Она ещё бледнее обычного и кажется почти прозрачной, невесомой — так выглядят призраки в фильмах. Мать заваривает чай и садится на кухне. Я подхожу ближе.
— Мама, прости…
Рука матери обжигает щёку. Я замолкаю. Мать медленно поднимает глаза. От взгляда — мурашки по спине:
— Я потратила на тебя почти всю взрослую жизнь. Я могла бы стать кем-то другим, сделать карьеру, но выбрала быть твоей матерью — и, видимо, ошиблась. Тебе не понять. Откуда? Ты же не умеешь жить ради других.
Помолчав, она добавляет:
— И вытри слёзы. Ты знала, что у тебя очень злое лицо, когда плачешь?
Той ночью я не могу заснуть. Мне снится старый сон про темноту. Только теперь это не бестелесная мгла, а зыбучие чёрные пески, из которых ко мне тянутся белые женские руки, они хватают меня за волосы, они тянут вниз, царапают лицо, а вдалеке кто-то хохочет:
— Рапунцель, Рапунцель, сбрось свои косы!
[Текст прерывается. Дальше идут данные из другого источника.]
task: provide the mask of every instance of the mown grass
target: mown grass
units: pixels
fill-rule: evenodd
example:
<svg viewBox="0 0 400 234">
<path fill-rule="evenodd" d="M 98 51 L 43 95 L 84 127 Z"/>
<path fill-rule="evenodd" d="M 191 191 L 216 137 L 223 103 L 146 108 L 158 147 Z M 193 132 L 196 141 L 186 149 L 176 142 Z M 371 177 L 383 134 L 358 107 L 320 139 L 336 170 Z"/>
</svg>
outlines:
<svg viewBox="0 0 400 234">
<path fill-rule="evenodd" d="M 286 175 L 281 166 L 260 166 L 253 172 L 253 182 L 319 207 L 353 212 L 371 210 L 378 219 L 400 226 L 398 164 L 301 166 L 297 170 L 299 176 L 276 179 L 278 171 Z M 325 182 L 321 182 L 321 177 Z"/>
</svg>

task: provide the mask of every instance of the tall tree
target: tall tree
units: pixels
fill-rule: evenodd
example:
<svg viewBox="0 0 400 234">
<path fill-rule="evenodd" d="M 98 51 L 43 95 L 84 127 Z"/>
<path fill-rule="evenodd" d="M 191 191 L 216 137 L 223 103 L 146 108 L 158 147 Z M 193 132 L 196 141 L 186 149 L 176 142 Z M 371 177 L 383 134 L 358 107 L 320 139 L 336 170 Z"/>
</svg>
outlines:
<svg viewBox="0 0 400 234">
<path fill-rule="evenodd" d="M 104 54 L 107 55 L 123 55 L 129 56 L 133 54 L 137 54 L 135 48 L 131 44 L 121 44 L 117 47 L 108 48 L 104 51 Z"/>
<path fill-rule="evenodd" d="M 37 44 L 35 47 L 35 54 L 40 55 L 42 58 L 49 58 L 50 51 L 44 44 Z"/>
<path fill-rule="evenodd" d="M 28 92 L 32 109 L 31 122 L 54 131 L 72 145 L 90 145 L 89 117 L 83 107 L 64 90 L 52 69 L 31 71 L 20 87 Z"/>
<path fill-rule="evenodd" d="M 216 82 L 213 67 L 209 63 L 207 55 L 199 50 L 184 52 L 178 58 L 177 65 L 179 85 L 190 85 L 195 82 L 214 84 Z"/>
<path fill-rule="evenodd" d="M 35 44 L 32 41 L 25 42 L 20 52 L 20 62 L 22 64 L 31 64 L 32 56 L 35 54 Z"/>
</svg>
Утром я встаю пораньше, иду в ванную и криво стригусь под мальчика.
* * *
Во время ссор я больше не плачу. Когда мать опять обижается — на этот раз «со спецэффектами»: рыданиями и звонками друзьям, — я просто ухожу к себе, закрываю дверь и включаю музыку в плеере. Когда я в наушниках, плача и жалоб матери не слышно.
Хочется есть. Осторожно — лучше лишний раз ничем не шуршать — открываю пачку печенья. Можно есть сколько хочется — за книгами на второй полке шкафа спрятаны ещё три шоколадки и хлебцы, в старый рюкзак я вчера положила две бутылки воды и колу. «Не выходи из комнаты, не совершай ошибку», запасись едой и сиди тихо до полуночи — мой новый девиз.
Выйдешь — и понесётся. Если мать ещё не успокоилась, она начнёт делать вид, что сейчас уйдёт. Говорить, что без неё мне не выжить, — она же для меня «ходячий кошелёк» и «фея на все руки». На счёт фей не знаю, но толк в чёрной магии мать точно знает.
В какой-то момент я теряю контроль, закрываю собой дверь, кричу: «Никуда не пущу!» — чёрт его знает, что мать с собой сделает. Это бессмысленно, знаю, но я уже упоминала, что теряю контроль? Мне становится холодно и по-детски страшно: маглы дементоров не видят, но парочка из них точно в такие моменты оказывается поблизости.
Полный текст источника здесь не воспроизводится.